The story follows the daily activities of a group of high school girls in their school’s “Going Home Club”. The club’s activities consist simply of having as much youthful fun as possible. The club President, Dōmyōji Sakura (a very energetic girl with a twisted sense of humor), is at first, the club’s only “commoner” before the two first-year students Andō Natsuki (a freshman with a serious, straight-laced personality) and her friend form middle school Tōno Karin (a sweet girl with extraordinary baking skills whose kawaii personality is admired by the remainder of the club members as ultra-feminine) join. The remaining two members are Kokonoe Claire, the club’s treasurer and heiress to her family’s mega-corporation. She is so rich she has no understanding of the true value of money; and Ōhagi Botan, also an upper class girl, she is highly skilled in martial arts and extremely strong. She is said to have traveled around the world wrestling bears.

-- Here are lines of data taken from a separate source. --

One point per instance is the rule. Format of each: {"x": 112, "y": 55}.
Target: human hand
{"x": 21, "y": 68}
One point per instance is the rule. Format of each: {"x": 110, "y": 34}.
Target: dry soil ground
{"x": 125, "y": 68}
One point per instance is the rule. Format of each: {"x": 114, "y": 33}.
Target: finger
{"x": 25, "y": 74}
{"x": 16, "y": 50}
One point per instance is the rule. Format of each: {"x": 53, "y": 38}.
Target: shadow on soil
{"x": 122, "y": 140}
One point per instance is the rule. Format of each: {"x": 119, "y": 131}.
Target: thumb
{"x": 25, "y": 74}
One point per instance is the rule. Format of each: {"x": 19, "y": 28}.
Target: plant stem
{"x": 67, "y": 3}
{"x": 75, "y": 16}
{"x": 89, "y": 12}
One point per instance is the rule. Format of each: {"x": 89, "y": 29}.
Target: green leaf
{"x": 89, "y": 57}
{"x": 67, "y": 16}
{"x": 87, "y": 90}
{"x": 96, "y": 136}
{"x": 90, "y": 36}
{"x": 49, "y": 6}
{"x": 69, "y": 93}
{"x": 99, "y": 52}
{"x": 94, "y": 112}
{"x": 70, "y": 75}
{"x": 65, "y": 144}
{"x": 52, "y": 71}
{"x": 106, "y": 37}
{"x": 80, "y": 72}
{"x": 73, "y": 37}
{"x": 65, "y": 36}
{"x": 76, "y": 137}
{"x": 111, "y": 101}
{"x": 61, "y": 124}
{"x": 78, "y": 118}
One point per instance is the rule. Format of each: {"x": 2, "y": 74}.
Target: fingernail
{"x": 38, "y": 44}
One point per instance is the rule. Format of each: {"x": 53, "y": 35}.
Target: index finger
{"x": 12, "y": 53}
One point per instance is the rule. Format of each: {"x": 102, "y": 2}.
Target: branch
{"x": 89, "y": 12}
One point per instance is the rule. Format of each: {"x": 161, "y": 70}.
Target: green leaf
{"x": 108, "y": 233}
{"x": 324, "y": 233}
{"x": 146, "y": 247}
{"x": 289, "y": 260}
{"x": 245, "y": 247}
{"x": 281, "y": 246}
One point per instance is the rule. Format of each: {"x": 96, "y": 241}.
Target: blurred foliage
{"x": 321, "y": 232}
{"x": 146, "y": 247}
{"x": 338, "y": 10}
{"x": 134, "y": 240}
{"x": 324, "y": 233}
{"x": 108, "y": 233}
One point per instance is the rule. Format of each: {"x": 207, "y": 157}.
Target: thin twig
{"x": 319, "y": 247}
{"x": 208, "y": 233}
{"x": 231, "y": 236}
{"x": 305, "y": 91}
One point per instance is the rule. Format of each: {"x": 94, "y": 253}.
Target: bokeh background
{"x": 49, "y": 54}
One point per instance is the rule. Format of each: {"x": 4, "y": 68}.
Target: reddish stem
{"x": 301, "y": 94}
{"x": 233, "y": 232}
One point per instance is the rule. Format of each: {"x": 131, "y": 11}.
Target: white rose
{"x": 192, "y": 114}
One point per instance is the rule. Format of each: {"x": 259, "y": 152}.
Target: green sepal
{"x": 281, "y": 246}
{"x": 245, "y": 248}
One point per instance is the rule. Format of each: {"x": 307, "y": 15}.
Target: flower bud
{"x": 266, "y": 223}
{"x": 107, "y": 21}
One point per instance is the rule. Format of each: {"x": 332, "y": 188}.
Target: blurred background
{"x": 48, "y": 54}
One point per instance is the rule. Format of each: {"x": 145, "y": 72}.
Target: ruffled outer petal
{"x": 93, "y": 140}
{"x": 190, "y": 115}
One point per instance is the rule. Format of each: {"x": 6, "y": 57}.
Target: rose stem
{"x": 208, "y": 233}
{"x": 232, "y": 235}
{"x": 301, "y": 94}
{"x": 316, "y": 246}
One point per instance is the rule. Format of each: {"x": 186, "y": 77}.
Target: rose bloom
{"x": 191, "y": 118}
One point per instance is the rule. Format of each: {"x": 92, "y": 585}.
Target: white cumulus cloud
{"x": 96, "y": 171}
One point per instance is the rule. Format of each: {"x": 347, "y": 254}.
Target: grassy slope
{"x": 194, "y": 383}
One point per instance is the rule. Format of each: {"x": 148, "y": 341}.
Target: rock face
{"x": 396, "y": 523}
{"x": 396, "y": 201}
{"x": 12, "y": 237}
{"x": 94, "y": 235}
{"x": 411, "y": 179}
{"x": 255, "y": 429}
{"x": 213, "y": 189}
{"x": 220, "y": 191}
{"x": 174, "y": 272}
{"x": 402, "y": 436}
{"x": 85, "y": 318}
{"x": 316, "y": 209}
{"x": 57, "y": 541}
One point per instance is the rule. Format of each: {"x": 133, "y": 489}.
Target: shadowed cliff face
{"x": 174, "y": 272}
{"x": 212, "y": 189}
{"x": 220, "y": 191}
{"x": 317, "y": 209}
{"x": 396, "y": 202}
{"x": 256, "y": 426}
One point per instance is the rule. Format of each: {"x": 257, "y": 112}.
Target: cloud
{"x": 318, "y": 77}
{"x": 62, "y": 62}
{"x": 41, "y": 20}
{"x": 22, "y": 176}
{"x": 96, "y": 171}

Apart from its quite silly mixture of slapstick humor, and, for whatever reason, a talking baby seal that appears throughout the series, its running lampoon of anime series in general (there are often false endings to episodes purposely interrupted and characters referring to themselves as characters in an anime), the animation style that incorporates some chibi, some realism, and lots of moe, is rather fun to watch.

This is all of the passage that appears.